In this case, Olney wasn’t working alone. He partnered with a young Eastern European songwriter, Anana Kaye, as well as the equally capable guitarist and arranger Irakli Gabriel, and it’s due in part to their combined contributions that this work is realized as the truly affecting effort it is. The music brings with it a certain mystique, as well as a sense of illumination in otherwise dark corners where light isn’t easily found. While songs such as “My Favorite Goodbye” and “The World We Used To Now” clearly seem prophetic in light of Olney’s unexpected passing, there’s a reassurance found in lyrics that offer wisdom and recompense. I don’t want you to worry, I don’t want you to cry, Olney sings somewhat somberly in the latter over an elegiac arrangement. I want you to know I wish I could fly over mountains and rivers and deep-frozen valleys and the hills that are covered with snow. I call back the years, I call back the memories.
The image of a free spirit soaring like a protective persona pervades that particular piece overall, but given the reassuring vocals Kaye shares on the beautiful ballads “Tennessee Moon,” the tellingly-titled “My Last Dream of You” and “Why Can’t We Get This Right,” that sense of sobriety and circumspect is fully shared in equal measure throughout. Even upbeat songs like the rousing “Lie To Me, Angel” and the emphatic Stones-like “Last Days of Rome” give emphasis to those shared sentiments. So too, the brief violin interludes “The Station” and “Sideview” add to the atmosphere and ambiance that pervades the effort overall, from the gypsy-like melody found in “Thank You Note” to the somewhat subdued “Behind Your Smile.”

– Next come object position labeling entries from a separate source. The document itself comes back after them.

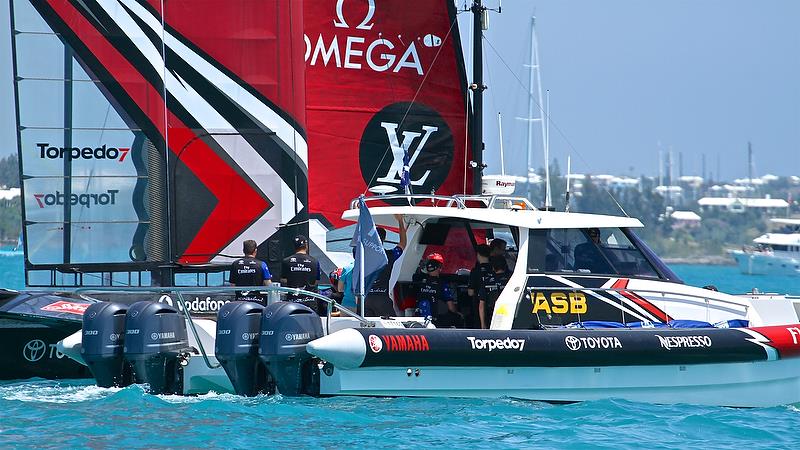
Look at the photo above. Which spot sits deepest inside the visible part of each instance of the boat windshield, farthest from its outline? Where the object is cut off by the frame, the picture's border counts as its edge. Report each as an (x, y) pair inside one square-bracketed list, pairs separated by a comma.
[(606, 251)]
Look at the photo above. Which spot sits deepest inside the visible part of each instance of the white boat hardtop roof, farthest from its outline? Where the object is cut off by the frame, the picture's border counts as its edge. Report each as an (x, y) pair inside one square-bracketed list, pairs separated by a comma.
[(786, 221), (511, 211)]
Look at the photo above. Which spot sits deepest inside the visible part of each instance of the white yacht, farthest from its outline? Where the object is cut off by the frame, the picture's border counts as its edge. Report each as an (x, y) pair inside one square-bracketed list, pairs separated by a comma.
[(774, 253)]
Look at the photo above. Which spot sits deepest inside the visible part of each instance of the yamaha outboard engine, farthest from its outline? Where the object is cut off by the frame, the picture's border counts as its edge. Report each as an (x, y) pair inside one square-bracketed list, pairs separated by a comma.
[(102, 344), (236, 348), (286, 328), (156, 345)]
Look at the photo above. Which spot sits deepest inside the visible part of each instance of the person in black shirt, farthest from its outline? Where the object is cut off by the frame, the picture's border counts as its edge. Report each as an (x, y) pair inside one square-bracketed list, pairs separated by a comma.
[(494, 287), (249, 271), (479, 277), (435, 298), (301, 270), (377, 302), (588, 256)]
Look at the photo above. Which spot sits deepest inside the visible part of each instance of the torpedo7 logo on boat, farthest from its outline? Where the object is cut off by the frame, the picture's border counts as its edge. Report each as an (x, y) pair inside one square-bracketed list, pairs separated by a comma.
[(496, 344), (88, 200), (103, 152)]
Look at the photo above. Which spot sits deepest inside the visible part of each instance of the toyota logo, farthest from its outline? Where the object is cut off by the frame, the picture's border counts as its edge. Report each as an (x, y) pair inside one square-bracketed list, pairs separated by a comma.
[(573, 343), (34, 350)]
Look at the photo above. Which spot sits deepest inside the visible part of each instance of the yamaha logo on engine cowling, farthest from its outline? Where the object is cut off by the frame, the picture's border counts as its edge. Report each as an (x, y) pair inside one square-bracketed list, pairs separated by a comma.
[(411, 131)]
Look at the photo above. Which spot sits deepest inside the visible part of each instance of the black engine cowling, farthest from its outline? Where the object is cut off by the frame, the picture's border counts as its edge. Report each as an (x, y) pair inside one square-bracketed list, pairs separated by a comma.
[(155, 345), (286, 328), (102, 344), (236, 347)]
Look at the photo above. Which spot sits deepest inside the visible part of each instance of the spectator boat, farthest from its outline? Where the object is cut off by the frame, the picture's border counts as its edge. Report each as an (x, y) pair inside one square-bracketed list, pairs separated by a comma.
[(774, 253)]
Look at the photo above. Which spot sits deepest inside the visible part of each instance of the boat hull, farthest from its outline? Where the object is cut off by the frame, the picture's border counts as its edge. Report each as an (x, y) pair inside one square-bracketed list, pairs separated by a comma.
[(746, 384), (29, 350), (748, 367)]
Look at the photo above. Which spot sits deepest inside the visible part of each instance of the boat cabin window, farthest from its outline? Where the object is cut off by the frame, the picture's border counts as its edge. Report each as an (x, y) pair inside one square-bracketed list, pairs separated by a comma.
[(457, 239), (607, 251)]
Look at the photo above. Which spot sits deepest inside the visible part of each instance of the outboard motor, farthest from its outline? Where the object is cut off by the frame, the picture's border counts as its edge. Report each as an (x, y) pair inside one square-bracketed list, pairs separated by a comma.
[(156, 345), (286, 328), (236, 347), (102, 344)]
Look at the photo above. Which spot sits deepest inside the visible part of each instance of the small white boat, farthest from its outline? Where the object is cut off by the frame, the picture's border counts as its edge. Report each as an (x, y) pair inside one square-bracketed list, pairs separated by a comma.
[(774, 253)]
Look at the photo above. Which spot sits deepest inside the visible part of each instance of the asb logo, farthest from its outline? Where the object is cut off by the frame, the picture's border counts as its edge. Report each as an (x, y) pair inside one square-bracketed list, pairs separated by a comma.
[(406, 137)]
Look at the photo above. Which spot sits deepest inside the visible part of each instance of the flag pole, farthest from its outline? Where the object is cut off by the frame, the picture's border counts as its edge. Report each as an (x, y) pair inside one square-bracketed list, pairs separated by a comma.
[(361, 276)]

Given the tragic circumstance that shadows this bittersweet set of songs, it’s difficult to separate the material from the loss that preceded it. Every track seems to touch on it in some way or another, although it was hardly intentional. Still, it’s a haunting encounter regardless, and one which resonates as well. A fine send-off to an artist who will always be sorely missed, Whispers and Sighs shares its strengths clearly and distinctly.